Canon's PowerShot SD900 squeezes 10-megapixel resolution and a 3X optical zoom into a curvy, titanium body.
This champagne-colored digicam looks stylish and feels solid. At 6.7 ounces and 1.1 inches thick, it easily fit into our pocket. Our only complaint about the appearance is how easily the SD900 smudges. After only a few minutes of handling, the camera was loaded with fingerprints.
The 2.5-inch LCD is bright and fills most of this digicam's rear. Unlike many point-and-shoots we've recently tested, Canon included an optical viewfinder, which is nice if you prefer to shoot more traditionally (and save on battery life in the process). All of the controls are on the right side of the LCD. We found switching modes and tweaking settings to be fairly simple.
The SD900 includes 11 scene modes, ranging from Kids & Pets to Aquarium. We tested several of these and were satisfied with the results. You can adjust the white balance, exposure, and ISO sensitivity, but beginners will be satisfied with the default Auto mode.
On our tests, the SD900 produced decent images with accurate color saturation. Noise wasn't an issue until we tried to shoot in low light and cranked the ISO up to 1600. At this high setting, details began to blur and images became grainy. On the other hand, almost every digicam we've tested develops a fair amount of pixelation above ISO 800.
The startup time and time between shots were fairly speedy. We didn't experience more than a two-second delay when shooting images in rapid succession. Turning on the flash slowed things down by about a second.

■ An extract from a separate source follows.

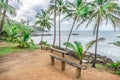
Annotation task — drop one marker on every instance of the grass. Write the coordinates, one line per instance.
(9, 47)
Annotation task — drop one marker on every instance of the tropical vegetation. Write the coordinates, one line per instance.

The SD900 also captures acceptable 30-fps VGA clips and clear 15-fps XGA movies. You can't zoom while filming in higher-definition, but we had no problem getting closer in Standard mode.
The Canon PowerShot SD900 packs a lot of megapixels into a good-looking design. And while it produced good results, we prefer the 10-MP HP Photosmart R967 and the Casio Exilim EX-Z1000, both of which offer the same or better performance for less money.